Russian Liberals Fear Kremlin FDR Turn Might Be For Real

The Moscow daily Nezavisimaya Gazeta, which is owned by a former aide to the generally neo-liberal Minister of Trade and Economics German Gref, ran an unsigned editorial on Feb. 22, expressing hostility towards the "new outlines for the country's industrial policy," laid out by President Vladimir Putin and First Deputy Premier Sergei Ivanov at a conference that week in Volgograd. NG attacked the policy as neo-Soviet and neo-Keynesian, in a rather confused way.
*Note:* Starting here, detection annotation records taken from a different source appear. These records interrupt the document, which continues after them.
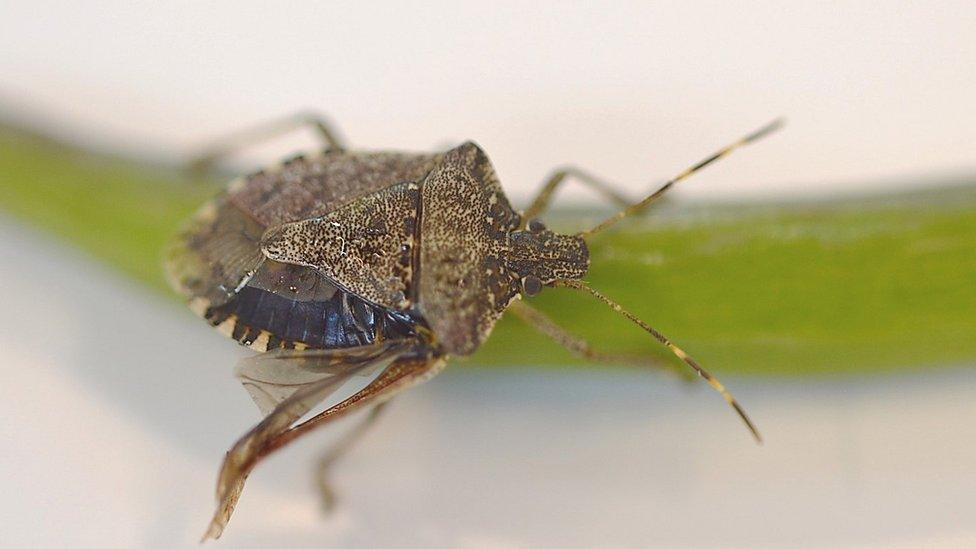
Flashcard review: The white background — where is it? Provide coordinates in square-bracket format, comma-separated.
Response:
[0, 1, 976, 202]
[0, 0, 976, 548]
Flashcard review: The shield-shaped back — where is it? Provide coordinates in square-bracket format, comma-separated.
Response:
[419, 142, 520, 355]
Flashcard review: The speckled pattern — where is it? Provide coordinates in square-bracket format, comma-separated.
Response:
[419, 142, 589, 355]
[170, 142, 589, 355]
[261, 183, 420, 309]
[167, 151, 440, 306]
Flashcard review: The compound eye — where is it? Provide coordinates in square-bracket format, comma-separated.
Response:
[522, 275, 542, 297]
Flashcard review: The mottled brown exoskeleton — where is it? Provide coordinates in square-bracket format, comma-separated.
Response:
[168, 112, 777, 538]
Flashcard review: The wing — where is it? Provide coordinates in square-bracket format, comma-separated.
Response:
[234, 342, 403, 416]
[204, 343, 452, 540]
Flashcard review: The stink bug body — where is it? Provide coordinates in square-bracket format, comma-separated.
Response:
[168, 112, 777, 538]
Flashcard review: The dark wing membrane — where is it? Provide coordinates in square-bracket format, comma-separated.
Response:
[230, 151, 440, 227]
[202, 259, 414, 351]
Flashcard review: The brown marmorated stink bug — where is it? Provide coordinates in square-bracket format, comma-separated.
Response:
[168, 112, 779, 539]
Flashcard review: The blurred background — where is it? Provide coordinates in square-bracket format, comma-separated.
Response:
[0, 1, 976, 547]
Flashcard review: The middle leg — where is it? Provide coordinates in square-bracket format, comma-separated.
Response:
[508, 300, 691, 379]
[315, 401, 389, 513]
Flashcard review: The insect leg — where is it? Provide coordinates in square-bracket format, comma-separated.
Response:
[508, 300, 691, 379]
[553, 279, 762, 444]
[204, 345, 444, 540]
[315, 401, 389, 512]
[520, 166, 631, 229]
[187, 112, 345, 178]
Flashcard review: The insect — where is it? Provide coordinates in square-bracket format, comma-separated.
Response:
[167, 112, 780, 539]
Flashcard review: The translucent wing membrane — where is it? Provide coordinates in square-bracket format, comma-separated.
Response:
[235, 343, 406, 416]
[204, 341, 414, 539]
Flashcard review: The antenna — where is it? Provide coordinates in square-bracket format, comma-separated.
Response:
[553, 279, 762, 444]
[577, 118, 784, 238]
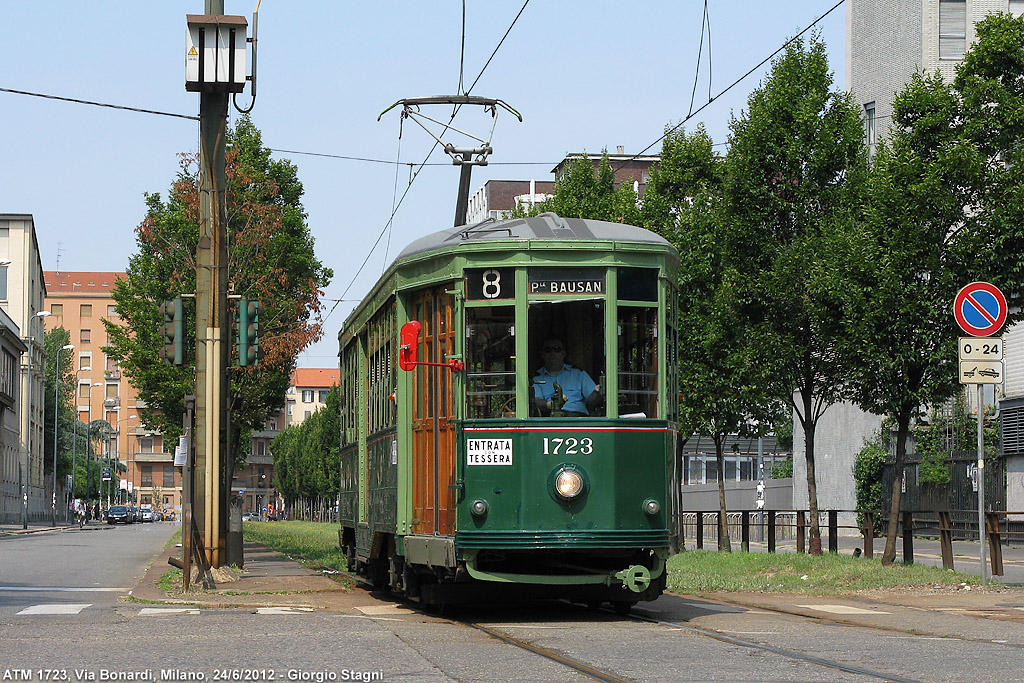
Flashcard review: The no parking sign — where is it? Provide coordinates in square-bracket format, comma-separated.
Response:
[953, 283, 1007, 337]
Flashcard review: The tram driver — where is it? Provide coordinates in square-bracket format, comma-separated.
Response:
[534, 339, 602, 418]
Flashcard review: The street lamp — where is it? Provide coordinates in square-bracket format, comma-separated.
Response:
[50, 344, 75, 526]
[114, 415, 138, 503]
[71, 366, 92, 511]
[22, 310, 50, 529]
[85, 382, 103, 511]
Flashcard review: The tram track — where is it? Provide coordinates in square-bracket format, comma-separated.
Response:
[339, 575, 995, 683]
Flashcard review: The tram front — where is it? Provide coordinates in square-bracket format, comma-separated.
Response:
[440, 258, 679, 605]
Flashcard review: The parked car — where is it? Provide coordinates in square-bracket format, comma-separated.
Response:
[106, 505, 131, 524]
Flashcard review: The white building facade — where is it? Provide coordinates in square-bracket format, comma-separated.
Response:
[0, 214, 47, 522]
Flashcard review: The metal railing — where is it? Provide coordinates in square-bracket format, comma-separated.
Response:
[681, 510, 1024, 577]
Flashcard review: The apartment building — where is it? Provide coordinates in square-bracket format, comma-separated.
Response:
[0, 213, 47, 522]
[45, 270, 181, 510]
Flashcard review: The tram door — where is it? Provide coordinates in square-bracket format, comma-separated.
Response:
[412, 285, 456, 536]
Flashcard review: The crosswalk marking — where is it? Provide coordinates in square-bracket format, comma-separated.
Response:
[17, 602, 92, 616]
[797, 605, 892, 614]
[138, 607, 199, 616]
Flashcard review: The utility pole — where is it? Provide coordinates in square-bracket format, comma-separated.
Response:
[193, 0, 229, 567]
[185, 0, 248, 567]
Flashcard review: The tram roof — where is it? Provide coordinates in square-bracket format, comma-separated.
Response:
[397, 213, 671, 261]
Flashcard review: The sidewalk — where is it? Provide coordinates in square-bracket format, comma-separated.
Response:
[131, 543, 378, 609]
[0, 517, 83, 536]
[686, 529, 1024, 586]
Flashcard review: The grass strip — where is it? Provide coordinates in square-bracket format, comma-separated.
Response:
[669, 550, 979, 595]
[242, 520, 348, 571]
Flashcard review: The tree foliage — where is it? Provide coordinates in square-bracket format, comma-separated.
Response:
[719, 37, 866, 552]
[103, 117, 333, 444]
[845, 15, 1024, 564]
[270, 386, 341, 518]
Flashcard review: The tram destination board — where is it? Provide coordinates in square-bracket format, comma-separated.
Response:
[528, 268, 604, 296]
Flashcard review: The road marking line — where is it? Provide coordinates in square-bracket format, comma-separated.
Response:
[356, 604, 413, 616]
[797, 605, 892, 614]
[138, 607, 199, 616]
[0, 586, 128, 593]
[17, 602, 92, 616]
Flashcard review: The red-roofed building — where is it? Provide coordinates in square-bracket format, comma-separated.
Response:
[285, 368, 341, 427]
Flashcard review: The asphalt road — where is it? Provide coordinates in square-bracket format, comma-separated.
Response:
[0, 523, 1024, 683]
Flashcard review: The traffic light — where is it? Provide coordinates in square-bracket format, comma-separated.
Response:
[237, 297, 261, 368]
[160, 296, 185, 366]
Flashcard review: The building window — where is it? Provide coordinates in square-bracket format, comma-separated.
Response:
[864, 102, 878, 152]
[939, 0, 967, 59]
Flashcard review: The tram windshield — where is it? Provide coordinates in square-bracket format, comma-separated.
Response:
[529, 299, 606, 417]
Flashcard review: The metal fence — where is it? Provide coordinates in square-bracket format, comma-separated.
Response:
[882, 451, 1007, 512]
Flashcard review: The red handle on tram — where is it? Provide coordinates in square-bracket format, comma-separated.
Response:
[398, 321, 466, 373]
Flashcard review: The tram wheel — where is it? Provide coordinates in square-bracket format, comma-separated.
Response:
[611, 600, 636, 616]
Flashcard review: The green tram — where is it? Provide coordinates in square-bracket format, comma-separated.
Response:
[338, 213, 680, 610]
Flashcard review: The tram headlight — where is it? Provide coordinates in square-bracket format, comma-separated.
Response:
[469, 499, 487, 517]
[555, 468, 584, 501]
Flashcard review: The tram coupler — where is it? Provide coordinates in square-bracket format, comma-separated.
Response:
[614, 564, 650, 593]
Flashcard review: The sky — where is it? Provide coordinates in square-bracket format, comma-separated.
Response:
[0, 0, 846, 368]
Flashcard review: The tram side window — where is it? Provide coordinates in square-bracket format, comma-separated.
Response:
[529, 299, 606, 417]
[618, 306, 658, 418]
[466, 306, 515, 420]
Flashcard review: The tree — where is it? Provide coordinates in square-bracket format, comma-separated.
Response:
[512, 150, 640, 225]
[845, 15, 1024, 564]
[641, 127, 772, 552]
[719, 36, 866, 554]
[270, 386, 341, 519]
[103, 117, 333, 453]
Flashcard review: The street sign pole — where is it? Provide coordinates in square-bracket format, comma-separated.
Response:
[978, 384, 988, 588]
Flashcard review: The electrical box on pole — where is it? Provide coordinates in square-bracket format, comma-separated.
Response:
[185, 14, 249, 92]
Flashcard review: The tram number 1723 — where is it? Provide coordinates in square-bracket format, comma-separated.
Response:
[544, 436, 594, 456]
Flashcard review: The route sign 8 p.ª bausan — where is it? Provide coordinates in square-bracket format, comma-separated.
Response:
[953, 283, 1007, 337]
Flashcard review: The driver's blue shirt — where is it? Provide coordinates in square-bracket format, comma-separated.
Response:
[534, 362, 597, 415]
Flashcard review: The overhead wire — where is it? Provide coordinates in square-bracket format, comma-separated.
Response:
[613, 0, 846, 171]
[0, 88, 199, 121]
[322, 0, 529, 324]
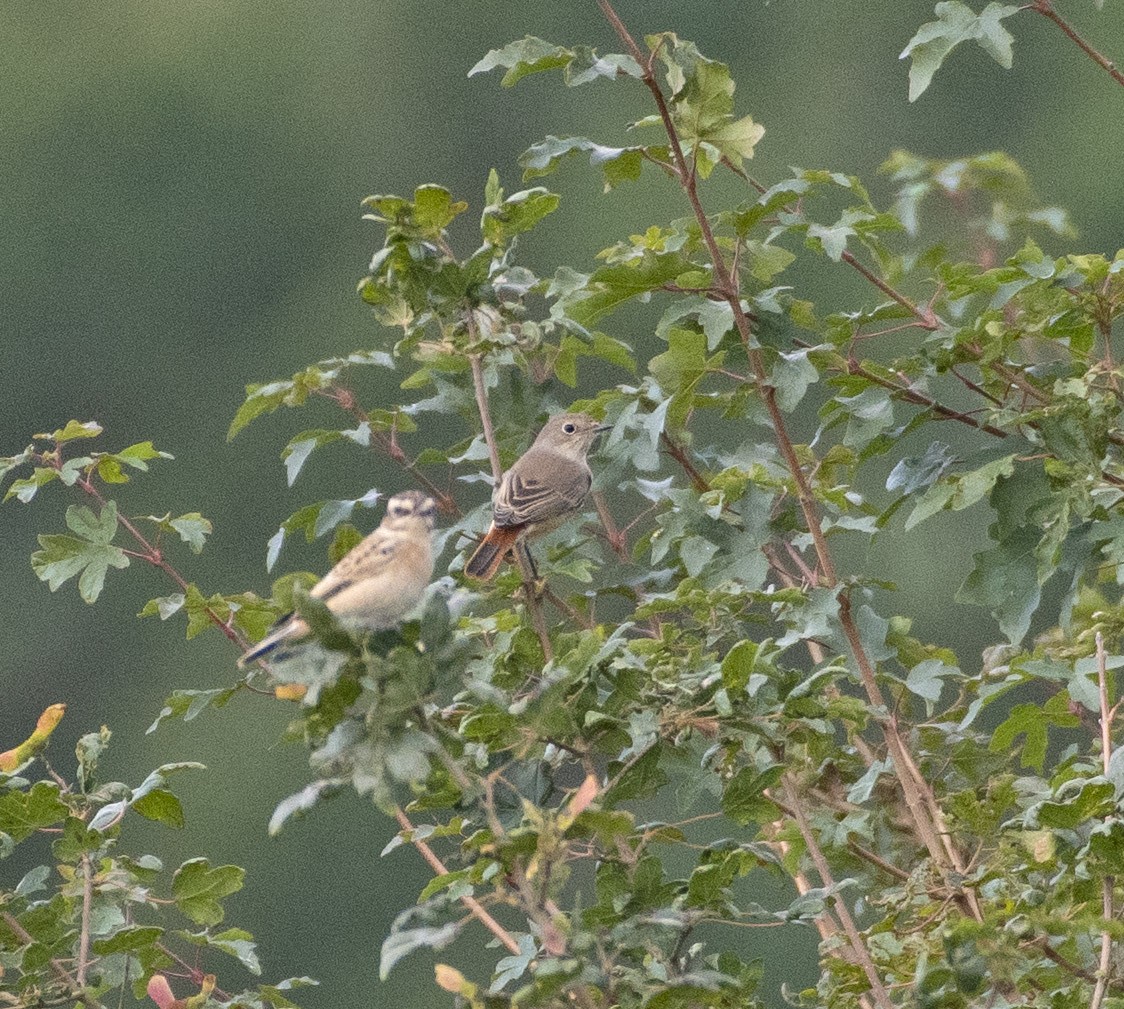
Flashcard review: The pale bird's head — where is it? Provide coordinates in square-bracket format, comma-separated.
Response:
[535, 413, 610, 460]
[383, 491, 437, 529]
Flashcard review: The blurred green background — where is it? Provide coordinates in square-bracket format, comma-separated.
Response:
[0, 0, 1124, 1009]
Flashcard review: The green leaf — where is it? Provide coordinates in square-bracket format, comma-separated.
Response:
[41, 420, 102, 443]
[906, 454, 1015, 531]
[93, 925, 164, 956]
[480, 187, 561, 246]
[988, 705, 1049, 773]
[899, 0, 1019, 101]
[31, 501, 129, 602]
[519, 136, 651, 189]
[172, 858, 246, 925]
[269, 778, 344, 836]
[469, 35, 573, 88]
[379, 921, 460, 981]
[144, 511, 214, 550]
[129, 789, 184, 827]
[176, 928, 262, 974]
[147, 684, 242, 733]
[1027, 780, 1115, 830]
[0, 781, 70, 840]
[414, 185, 469, 237]
[722, 764, 785, 827]
[955, 527, 1042, 645]
[556, 252, 689, 327]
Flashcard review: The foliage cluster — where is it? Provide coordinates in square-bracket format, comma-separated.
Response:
[0, 0, 1124, 1009]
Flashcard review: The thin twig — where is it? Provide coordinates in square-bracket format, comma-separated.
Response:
[781, 774, 894, 1009]
[316, 385, 462, 518]
[74, 853, 93, 988]
[843, 252, 941, 330]
[0, 911, 105, 1009]
[469, 354, 504, 487]
[1089, 630, 1113, 1009]
[597, 0, 981, 920]
[395, 807, 523, 956]
[1030, 0, 1124, 85]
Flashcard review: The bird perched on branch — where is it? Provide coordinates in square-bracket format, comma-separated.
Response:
[238, 491, 436, 669]
[464, 413, 609, 581]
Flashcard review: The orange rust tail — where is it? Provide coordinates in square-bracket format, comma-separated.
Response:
[464, 526, 523, 582]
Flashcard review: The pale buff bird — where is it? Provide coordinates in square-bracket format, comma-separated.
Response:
[464, 413, 609, 581]
[238, 491, 436, 669]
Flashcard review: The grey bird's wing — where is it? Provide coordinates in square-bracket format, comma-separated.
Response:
[492, 453, 593, 528]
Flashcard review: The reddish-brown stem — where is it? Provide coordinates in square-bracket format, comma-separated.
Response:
[843, 252, 941, 330]
[598, 0, 979, 920]
[1089, 630, 1113, 1009]
[78, 476, 250, 652]
[782, 774, 894, 1009]
[395, 807, 522, 956]
[590, 491, 628, 561]
[469, 354, 504, 484]
[74, 854, 93, 988]
[1030, 0, 1124, 85]
[0, 911, 103, 1009]
[660, 431, 710, 494]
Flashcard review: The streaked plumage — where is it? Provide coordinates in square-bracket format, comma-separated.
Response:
[238, 491, 436, 669]
[464, 413, 605, 581]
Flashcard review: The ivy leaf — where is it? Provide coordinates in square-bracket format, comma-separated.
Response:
[722, 764, 785, 827]
[269, 778, 344, 836]
[31, 501, 129, 602]
[469, 35, 643, 88]
[145, 511, 215, 554]
[519, 136, 669, 191]
[172, 858, 246, 925]
[957, 526, 1042, 645]
[555, 252, 690, 327]
[379, 921, 459, 981]
[886, 442, 955, 494]
[469, 35, 573, 88]
[899, 0, 1019, 101]
[480, 187, 561, 246]
[176, 928, 262, 974]
[41, 420, 102, 443]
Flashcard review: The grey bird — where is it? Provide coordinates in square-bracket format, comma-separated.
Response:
[464, 413, 609, 581]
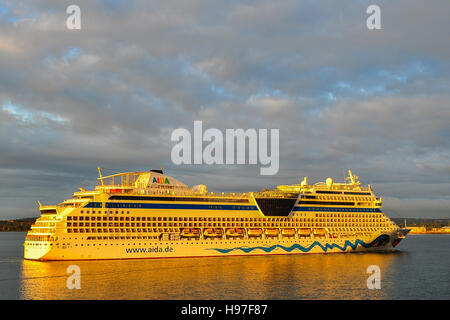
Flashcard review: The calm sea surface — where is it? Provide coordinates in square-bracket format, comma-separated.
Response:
[0, 232, 450, 299]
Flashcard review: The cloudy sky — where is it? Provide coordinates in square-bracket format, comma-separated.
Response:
[0, 0, 450, 219]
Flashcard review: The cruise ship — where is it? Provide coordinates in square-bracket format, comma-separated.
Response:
[24, 168, 409, 261]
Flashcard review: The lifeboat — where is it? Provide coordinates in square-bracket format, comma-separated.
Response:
[298, 228, 311, 237]
[225, 228, 245, 238]
[247, 229, 262, 237]
[281, 228, 295, 237]
[264, 229, 280, 237]
[314, 229, 327, 237]
[203, 228, 223, 238]
[181, 228, 200, 238]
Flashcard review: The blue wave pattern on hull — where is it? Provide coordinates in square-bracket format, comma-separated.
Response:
[209, 235, 389, 253]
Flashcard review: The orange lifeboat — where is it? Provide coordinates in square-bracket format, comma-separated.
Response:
[181, 228, 200, 238]
[247, 229, 262, 237]
[314, 228, 327, 237]
[298, 228, 311, 237]
[203, 228, 223, 238]
[281, 228, 295, 237]
[264, 229, 280, 237]
[225, 228, 245, 238]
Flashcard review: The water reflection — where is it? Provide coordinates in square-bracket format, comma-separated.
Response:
[21, 252, 402, 299]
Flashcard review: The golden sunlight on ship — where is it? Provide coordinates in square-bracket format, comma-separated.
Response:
[21, 252, 396, 299]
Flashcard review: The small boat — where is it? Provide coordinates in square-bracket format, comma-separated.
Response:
[203, 228, 223, 238]
[298, 228, 311, 237]
[281, 228, 295, 237]
[181, 228, 200, 238]
[225, 228, 245, 237]
[264, 229, 280, 237]
[247, 229, 262, 237]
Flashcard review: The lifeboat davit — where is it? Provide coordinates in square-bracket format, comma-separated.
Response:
[226, 228, 245, 238]
[314, 228, 327, 237]
[264, 229, 280, 237]
[298, 228, 311, 237]
[181, 228, 200, 238]
[247, 229, 262, 237]
[203, 228, 223, 238]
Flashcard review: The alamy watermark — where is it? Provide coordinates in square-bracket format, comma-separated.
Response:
[170, 121, 280, 175]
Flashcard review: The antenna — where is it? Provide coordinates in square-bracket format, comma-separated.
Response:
[348, 170, 355, 184]
[97, 167, 105, 186]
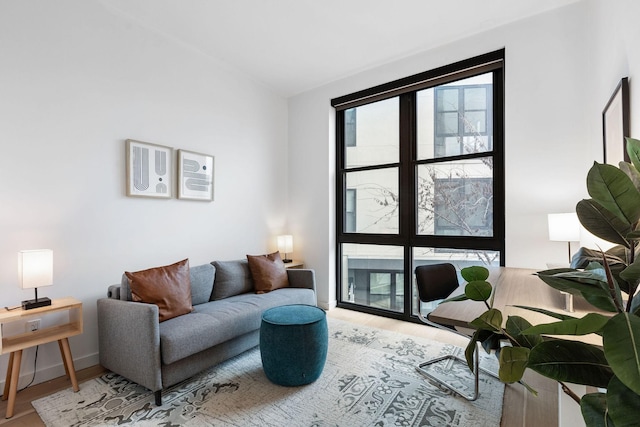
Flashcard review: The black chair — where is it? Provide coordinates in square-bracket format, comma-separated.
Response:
[415, 264, 497, 401]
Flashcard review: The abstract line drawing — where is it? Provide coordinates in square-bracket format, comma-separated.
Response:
[126, 139, 173, 198]
[178, 150, 213, 202]
[133, 147, 149, 191]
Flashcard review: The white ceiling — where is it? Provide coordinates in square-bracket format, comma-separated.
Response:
[101, 0, 581, 97]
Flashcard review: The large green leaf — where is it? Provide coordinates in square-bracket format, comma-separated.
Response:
[576, 199, 631, 247]
[585, 162, 640, 229]
[618, 162, 640, 190]
[602, 313, 640, 394]
[538, 271, 618, 312]
[571, 245, 640, 293]
[607, 376, 640, 427]
[464, 280, 493, 301]
[469, 308, 502, 332]
[498, 347, 530, 383]
[514, 305, 577, 320]
[580, 393, 613, 427]
[523, 313, 609, 335]
[505, 316, 542, 348]
[460, 265, 489, 282]
[625, 136, 640, 176]
[464, 329, 504, 372]
[528, 339, 613, 388]
[620, 258, 640, 294]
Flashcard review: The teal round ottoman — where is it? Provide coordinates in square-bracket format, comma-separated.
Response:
[260, 305, 329, 387]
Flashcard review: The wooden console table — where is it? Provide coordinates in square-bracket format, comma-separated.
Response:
[0, 297, 82, 418]
[429, 267, 611, 346]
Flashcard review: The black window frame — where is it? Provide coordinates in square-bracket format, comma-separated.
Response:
[331, 49, 505, 321]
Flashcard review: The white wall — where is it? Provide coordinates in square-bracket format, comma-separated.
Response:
[289, 3, 599, 306]
[0, 0, 287, 386]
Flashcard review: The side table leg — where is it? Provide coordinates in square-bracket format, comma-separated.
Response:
[2, 352, 13, 400]
[58, 338, 80, 391]
[5, 350, 22, 418]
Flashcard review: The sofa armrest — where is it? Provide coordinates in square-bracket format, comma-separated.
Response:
[97, 298, 162, 392]
[287, 268, 316, 293]
[107, 285, 120, 299]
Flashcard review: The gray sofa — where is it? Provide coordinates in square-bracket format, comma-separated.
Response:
[97, 260, 317, 405]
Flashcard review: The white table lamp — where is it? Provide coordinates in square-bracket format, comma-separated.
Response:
[18, 249, 53, 310]
[548, 213, 580, 264]
[278, 234, 293, 263]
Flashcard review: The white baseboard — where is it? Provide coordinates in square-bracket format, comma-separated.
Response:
[558, 383, 587, 427]
[0, 353, 100, 390]
[318, 300, 338, 311]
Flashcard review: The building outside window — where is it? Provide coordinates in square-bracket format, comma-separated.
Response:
[332, 51, 504, 320]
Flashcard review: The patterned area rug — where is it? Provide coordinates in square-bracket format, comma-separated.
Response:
[33, 319, 504, 427]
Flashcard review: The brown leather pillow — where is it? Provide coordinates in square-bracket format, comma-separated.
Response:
[124, 259, 193, 322]
[247, 252, 289, 294]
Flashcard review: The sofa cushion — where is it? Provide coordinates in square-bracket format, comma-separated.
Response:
[189, 264, 216, 305]
[125, 259, 193, 322]
[247, 252, 289, 294]
[160, 288, 315, 364]
[211, 260, 253, 301]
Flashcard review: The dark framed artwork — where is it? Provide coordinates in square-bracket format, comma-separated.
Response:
[602, 77, 630, 166]
[126, 139, 173, 199]
[178, 150, 214, 202]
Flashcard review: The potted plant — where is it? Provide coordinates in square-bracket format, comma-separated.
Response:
[447, 138, 640, 426]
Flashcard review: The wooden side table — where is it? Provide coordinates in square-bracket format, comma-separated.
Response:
[0, 297, 82, 418]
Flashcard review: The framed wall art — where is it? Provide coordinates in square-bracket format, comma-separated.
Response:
[126, 139, 173, 199]
[178, 150, 213, 202]
[602, 77, 630, 166]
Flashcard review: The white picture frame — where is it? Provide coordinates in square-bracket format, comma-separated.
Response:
[125, 139, 174, 199]
[178, 150, 214, 202]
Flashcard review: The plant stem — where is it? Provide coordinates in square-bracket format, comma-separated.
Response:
[558, 381, 580, 405]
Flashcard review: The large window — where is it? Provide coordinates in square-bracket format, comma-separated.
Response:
[332, 50, 504, 320]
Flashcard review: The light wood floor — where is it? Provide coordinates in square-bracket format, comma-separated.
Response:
[0, 308, 558, 427]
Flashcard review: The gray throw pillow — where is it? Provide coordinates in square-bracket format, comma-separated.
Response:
[211, 260, 253, 301]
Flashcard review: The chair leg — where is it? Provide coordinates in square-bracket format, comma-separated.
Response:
[416, 347, 498, 402]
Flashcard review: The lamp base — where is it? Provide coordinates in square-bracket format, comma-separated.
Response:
[22, 297, 51, 310]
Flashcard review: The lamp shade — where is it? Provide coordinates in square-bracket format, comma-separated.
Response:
[18, 249, 53, 289]
[548, 213, 580, 242]
[278, 234, 293, 253]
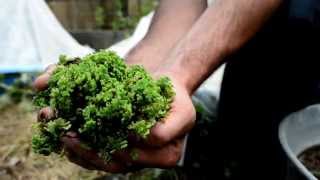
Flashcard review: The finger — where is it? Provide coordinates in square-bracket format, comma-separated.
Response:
[65, 147, 97, 170]
[114, 139, 183, 168]
[61, 136, 125, 173]
[33, 65, 56, 91]
[38, 107, 57, 122]
[146, 88, 196, 147]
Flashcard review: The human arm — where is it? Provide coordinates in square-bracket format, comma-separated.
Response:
[126, 0, 207, 71]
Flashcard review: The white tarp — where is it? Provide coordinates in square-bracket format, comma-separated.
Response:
[0, 0, 92, 73]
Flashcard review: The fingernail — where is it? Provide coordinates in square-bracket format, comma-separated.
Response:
[38, 107, 56, 122]
[66, 131, 78, 138]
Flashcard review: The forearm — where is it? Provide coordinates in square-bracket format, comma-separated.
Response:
[126, 0, 207, 71]
[159, 0, 281, 93]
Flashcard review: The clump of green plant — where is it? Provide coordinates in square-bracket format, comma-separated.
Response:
[32, 51, 175, 161]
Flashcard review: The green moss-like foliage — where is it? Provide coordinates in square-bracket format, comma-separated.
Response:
[32, 51, 174, 161]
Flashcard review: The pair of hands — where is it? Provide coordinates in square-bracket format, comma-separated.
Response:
[34, 65, 196, 173]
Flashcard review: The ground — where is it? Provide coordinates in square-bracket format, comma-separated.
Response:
[0, 100, 177, 180]
[0, 102, 104, 180]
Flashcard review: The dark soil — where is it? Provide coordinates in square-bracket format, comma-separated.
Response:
[298, 145, 320, 179]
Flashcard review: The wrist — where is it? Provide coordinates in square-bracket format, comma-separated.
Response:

Most interesting, though, was the editorial's linkage of the Putin-Ivanov industrial policy, with recent attention to the historical example of Franklin Roosevelt's New Deal, as in the recent conference at the Moscow State Institute for International Relations (MGIMO), addressed by Kremlin staff official Vladislav Surkov.

Nezavisimaya Gazeta wrote, "If one takes into account our leaders' heightened interest in the personality, political fate, and crisis-averting activities of Franklin Roosevelt, then one could draw conclusions about a certain conceptual unity being demonstrated in the authorities' approach. Roosevelt is a difficult choice to criticize as an idol and example for any politician. Any criticism would relate above all to the fundamental adaptability of his policy to modern Russia. Moreover, an incorrect interpretation of the ideas behind the New Deal, and more precisely a fundamental misunderstanding of its aims—the rescue and support of America's private capital as the basis for a capitalist economic system—could easily lead disciples of the great American President into the dead end of bureaucratic state-monopolized capitalism."

The principles of the New Deal, NG raved, will not yield "growth in productivity of the Russian economy as an integrated indicator of competitiveness," and are useless "within the conditions of the globalization of capital markets."

Russia Offers Chile Nuclear Energy Cooperation

At a press conference following Russia-Chilean political consultations March 6, Russian Deputy Foreign Minister Sergei Kislyak said the nations intend to expand bilateral trade, and that Russia is ready to cooperate with Chile in the nuclear sphere, although this is up to the Chilean government to decide. The Bachelet government has rejected nuclear development for Chile, but pressure from business, academic, and legislative leaders led to the establishment of an energy commission to explore the option of going nuclear. In neighboring Peru, there is support for Chile's consideration of nuclear energy. Peru's nuclear expert, Rolando Paucar Jauregui, the former head of the nuclear energy agency, noted how badly off Peru is now, since it dismantled its nuclear energy agency and programs, and its educational infrastructure.

Tymoshenko Campaigns for Early Elections in Ukraine

Ukrainian opposition leader Yulia Tymoshenko lost no time in pushing for new parliamentary elections when she returned to Kiev in early March, after discussions with Vice President Dick Cheney and others in Washington. Tymoshenko told her supporters that both Cheney and Secretary of State Condoleezza Rice were in favor of early parliamentary elections in Ukraine (as if they should have anything to say about it). It may not be so easy, however, as the last parliamentary elections gave a big victory to Prime Minister Victor Yanukovych, with a clear anti-NATO mood among the populace. Tymoshenko said that she would work to bring Ukraine into NATO. Yanukovych and Speaker of the Parliament Alexander Moroz are preparing a counter motion to call for early Presidential elections if Tymoshenko succeeds in getting Ukrainian President Victor Yushchenko to call for early parliamentary elections.